Выбрать главу

— Быстрее, скоро проснется легион, — вполголоса командовал тощий бородач.

Вдали раздался крик — это начальник караула обнаружил первый уничтоженный римский патруль.

Мужчины припустили бегом, за ними едва успевала Фекла. Вскоре вдалеке раздался топот множества ног. Но процессия с Павлом была уже возле городской стены, а там висела веревочная лестница. Четверо крепких мужчин без особого труда подняли исходящего пеной проповедника на самый верх ограды, когда из-за угла ближайшего дома показался стройный ряд римских легионеров.

— Римляне! — вскрикнула Фекла.

— Не успеют! Нас верблюды за стеной ждут, — скороговоркой ответил бородач.

Павел был уже по ту сторону стены, и пятеро мужчин, транспортировавших его по очереди, успели перебраться вместе с ним. А римляне меж тем подошли совсем близко.

— Араф! Полезешь последним, — скомандовал с ограждения тощий бородач своему товарищу, а сам протянул руку Фекле: — Давай!

Девушка стала взбираться на стену и вдруг услышала глухой удар и крик за спиной.
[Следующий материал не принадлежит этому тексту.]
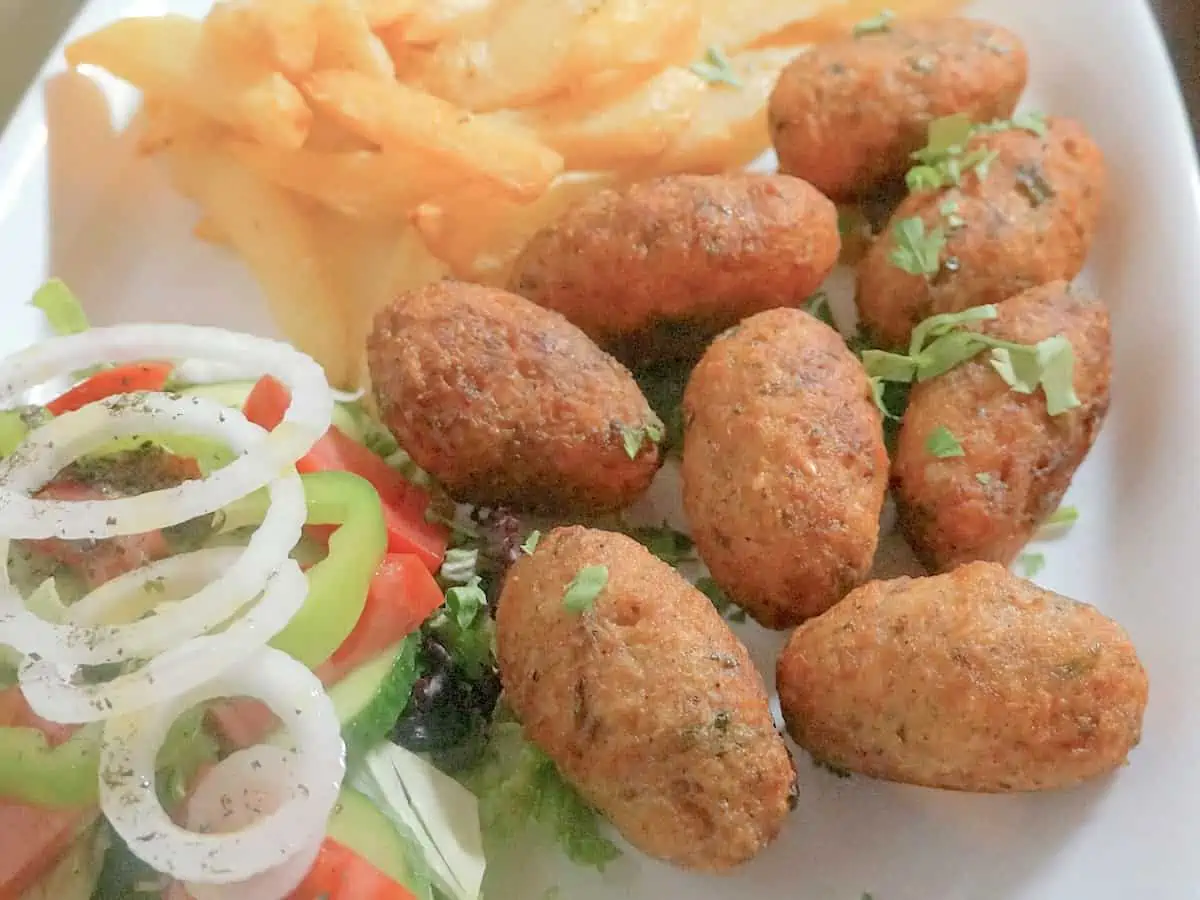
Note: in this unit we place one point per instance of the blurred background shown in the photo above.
(29, 28)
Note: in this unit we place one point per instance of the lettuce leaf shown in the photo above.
(520, 787)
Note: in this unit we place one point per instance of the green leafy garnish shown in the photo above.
(581, 594)
(916, 251)
(715, 67)
(61, 307)
(942, 444)
(726, 607)
(635, 436)
(1032, 564)
(531, 543)
(875, 25)
(940, 343)
(519, 787)
(669, 545)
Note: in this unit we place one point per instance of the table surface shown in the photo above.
(28, 28)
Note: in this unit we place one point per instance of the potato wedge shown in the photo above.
(360, 184)
(346, 41)
(166, 55)
(544, 47)
(279, 237)
(729, 127)
(479, 234)
(630, 127)
(396, 117)
(282, 33)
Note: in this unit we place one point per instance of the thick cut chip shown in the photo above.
(408, 120)
(166, 55)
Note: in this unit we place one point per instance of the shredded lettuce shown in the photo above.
(520, 787)
(63, 309)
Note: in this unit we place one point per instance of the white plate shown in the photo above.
(75, 203)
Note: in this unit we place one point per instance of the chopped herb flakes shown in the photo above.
(941, 343)
(876, 25)
(942, 444)
(581, 594)
(916, 251)
(715, 69)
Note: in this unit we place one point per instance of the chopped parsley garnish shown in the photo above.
(942, 444)
(581, 594)
(941, 343)
(531, 543)
(715, 67)
(635, 436)
(876, 25)
(669, 545)
(1032, 564)
(819, 307)
(916, 251)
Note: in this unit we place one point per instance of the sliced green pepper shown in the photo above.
(337, 585)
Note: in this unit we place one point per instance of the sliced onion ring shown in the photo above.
(306, 419)
(127, 777)
(54, 691)
(235, 792)
(231, 589)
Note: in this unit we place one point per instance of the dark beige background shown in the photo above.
(28, 28)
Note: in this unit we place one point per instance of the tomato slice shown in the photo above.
(403, 503)
(108, 382)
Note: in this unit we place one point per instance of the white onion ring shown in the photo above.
(54, 693)
(232, 588)
(233, 795)
(127, 777)
(306, 419)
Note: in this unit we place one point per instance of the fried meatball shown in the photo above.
(1017, 459)
(846, 115)
(1026, 222)
(973, 681)
(646, 701)
(653, 270)
(508, 403)
(784, 466)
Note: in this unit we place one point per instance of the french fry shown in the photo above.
(163, 55)
(277, 235)
(346, 41)
(396, 117)
(629, 129)
(280, 33)
(361, 184)
(538, 48)
(479, 234)
(729, 127)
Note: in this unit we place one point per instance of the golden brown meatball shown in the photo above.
(973, 681)
(1017, 460)
(505, 402)
(846, 115)
(784, 467)
(646, 701)
(655, 269)
(1027, 222)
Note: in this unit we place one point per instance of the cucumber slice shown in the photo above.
(370, 700)
(358, 826)
(233, 394)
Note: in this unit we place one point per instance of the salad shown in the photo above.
(223, 681)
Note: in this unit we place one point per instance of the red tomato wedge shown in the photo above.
(108, 382)
(403, 503)
(403, 594)
(340, 874)
(34, 839)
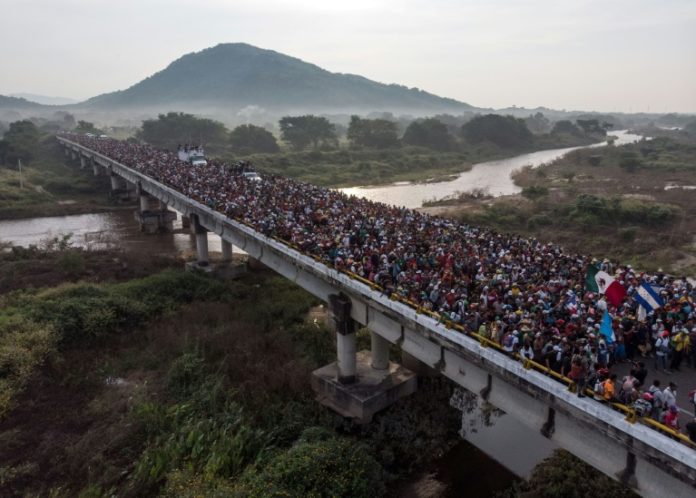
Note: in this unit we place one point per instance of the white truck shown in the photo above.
(193, 155)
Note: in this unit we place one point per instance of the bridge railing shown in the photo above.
(628, 412)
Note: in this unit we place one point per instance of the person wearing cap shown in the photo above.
(669, 395)
(672, 418)
(661, 351)
(680, 343)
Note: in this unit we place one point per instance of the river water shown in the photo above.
(491, 176)
(509, 442)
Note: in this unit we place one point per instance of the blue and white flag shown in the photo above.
(647, 297)
(606, 328)
(572, 303)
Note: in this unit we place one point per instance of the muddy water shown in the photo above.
(491, 176)
(99, 231)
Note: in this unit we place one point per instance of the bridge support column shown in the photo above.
(355, 386)
(380, 352)
(144, 202)
(345, 338)
(202, 256)
(185, 221)
(226, 248)
(115, 182)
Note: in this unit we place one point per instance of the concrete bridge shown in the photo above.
(361, 383)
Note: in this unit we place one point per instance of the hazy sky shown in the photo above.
(610, 55)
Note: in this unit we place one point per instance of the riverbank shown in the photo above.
(163, 382)
(621, 202)
(349, 167)
(51, 185)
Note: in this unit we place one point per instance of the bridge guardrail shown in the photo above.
(630, 415)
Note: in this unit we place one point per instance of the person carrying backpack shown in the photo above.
(661, 351)
(658, 400)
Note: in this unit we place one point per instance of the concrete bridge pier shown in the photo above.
(226, 248)
(144, 202)
(115, 182)
(152, 220)
(185, 221)
(359, 384)
(202, 256)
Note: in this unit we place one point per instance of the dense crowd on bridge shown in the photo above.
(526, 295)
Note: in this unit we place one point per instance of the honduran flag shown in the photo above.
(601, 282)
(647, 297)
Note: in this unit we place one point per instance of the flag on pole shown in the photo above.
(572, 303)
(647, 297)
(601, 282)
(606, 328)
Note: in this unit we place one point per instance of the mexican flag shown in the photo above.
(601, 282)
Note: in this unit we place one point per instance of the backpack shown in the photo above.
(664, 345)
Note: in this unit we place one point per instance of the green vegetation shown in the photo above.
(564, 476)
(349, 167)
(376, 133)
(170, 130)
(617, 193)
(230, 76)
(250, 139)
(48, 180)
(19, 142)
(211, 399)
(302, 131)
(430, 133)
(34, 325)
(506, 132)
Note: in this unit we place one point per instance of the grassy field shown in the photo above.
(53, 186)
(348, 167)
(611, 202)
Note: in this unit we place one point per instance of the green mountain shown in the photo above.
(236, 75)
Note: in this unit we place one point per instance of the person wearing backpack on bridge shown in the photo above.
(658, 400)
(661, 351)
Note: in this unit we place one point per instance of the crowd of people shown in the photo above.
(526, 295)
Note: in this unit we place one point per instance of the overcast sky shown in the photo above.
(606, 55)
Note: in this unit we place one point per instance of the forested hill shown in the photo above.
(237, 75)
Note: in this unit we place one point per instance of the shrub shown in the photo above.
(316, 468)
(534, 192)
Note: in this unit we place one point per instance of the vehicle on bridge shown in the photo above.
(192, 154)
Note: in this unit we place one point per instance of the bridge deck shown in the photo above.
(594, 431)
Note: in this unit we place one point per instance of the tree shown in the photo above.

Тот, кого звали Арафом, замертво упал у лестницы с гастой[9] в спине. Тут же два римских воина схватили девушку за ноги, ее рука выскользнула из крепкой ладони бородача.

— Фекла, держись! — крикнул тот и выхватил из ножен короткий меч.

— Руби! Руби лестницу! — кричала девушка, из последних сил цепляясь за веревочный подъемник обеими руками, и двое дюжих воинов не могли с ней ничего поделать.

Бородач замер в нерешительности. Действительно, единственный способ задержать римлян — обрубить веревочную лестницу ценой свободы Феклы. И девушка это понимала.

— Руби-и-и! И беги-и-и-и! Спасайтесь! — повторила она.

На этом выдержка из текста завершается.